The dual-phase technique offers advantages for both lesion detection and characterization over the single-phase studies, and many dedicated CT liver studies are now performed using this technique.[23-25] Dual-phase examinations require higher injection rates of contrast agent than are routinely used; for this reason, nonionic contrast is customarily administered to reduce patient discomfort and the incidence of adverse reactions.
Angiographically assisted CT is an invasive technique used to increase the sensitivity of CT.[15-18,26-30] In this study, a catheter is placed either in the celiac or hepatic artery (CT hepatic arteriography [CTHA]) or in the superior mesenteric or splenic artery (CT during arterial portography [CTAP]). A rapid bolus of contrast is delivered, which results in a large contrast load reaching the liver either directly from the hepatic artery (CTHA) or indirectly via the portal or splenic vein (CTAP). Although these angiographically assisted techniques are more sensitive than noninvasive CT, they are not routinely used because of their invasive nature.

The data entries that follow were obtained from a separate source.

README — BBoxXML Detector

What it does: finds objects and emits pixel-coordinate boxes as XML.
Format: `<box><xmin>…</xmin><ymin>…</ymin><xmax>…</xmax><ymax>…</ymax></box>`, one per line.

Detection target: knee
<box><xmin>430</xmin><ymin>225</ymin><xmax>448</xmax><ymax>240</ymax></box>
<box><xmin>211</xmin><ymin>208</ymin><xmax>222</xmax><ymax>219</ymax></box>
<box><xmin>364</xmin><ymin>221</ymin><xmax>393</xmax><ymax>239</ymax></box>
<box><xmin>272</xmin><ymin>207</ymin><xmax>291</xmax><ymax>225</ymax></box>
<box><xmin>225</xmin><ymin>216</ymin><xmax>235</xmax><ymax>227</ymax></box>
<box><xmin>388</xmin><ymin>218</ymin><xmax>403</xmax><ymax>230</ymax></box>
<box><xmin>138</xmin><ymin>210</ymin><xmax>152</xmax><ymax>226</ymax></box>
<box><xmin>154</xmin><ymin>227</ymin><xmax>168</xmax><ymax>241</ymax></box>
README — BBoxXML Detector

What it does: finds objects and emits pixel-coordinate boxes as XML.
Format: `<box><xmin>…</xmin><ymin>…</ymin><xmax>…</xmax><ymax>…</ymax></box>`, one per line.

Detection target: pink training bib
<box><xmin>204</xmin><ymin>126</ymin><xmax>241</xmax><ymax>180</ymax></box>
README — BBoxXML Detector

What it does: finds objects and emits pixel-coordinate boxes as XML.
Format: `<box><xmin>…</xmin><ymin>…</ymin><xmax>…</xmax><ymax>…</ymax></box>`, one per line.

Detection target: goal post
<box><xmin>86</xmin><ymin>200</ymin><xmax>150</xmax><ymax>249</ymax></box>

Computed tomography during arterial portography has been recognized as the most effective imaging technique for the preoperative determination of hepatic tumor resectability, but this distinction was challenged recently by MRI studies using liver-specific contrast agents.[15-18] One significant drawback of CTAP, aside from its invasive nature, is its lowered specificity due to the false-positive perfusion defects seen in the liver. The perfusion defects are caused by altered hepatic vasculature and can appear identical to focal hepatic metastases. Delayed images can help reduce the number of false-positive focal lesions, but CT angiography remains a sensitive, but less specific, technique.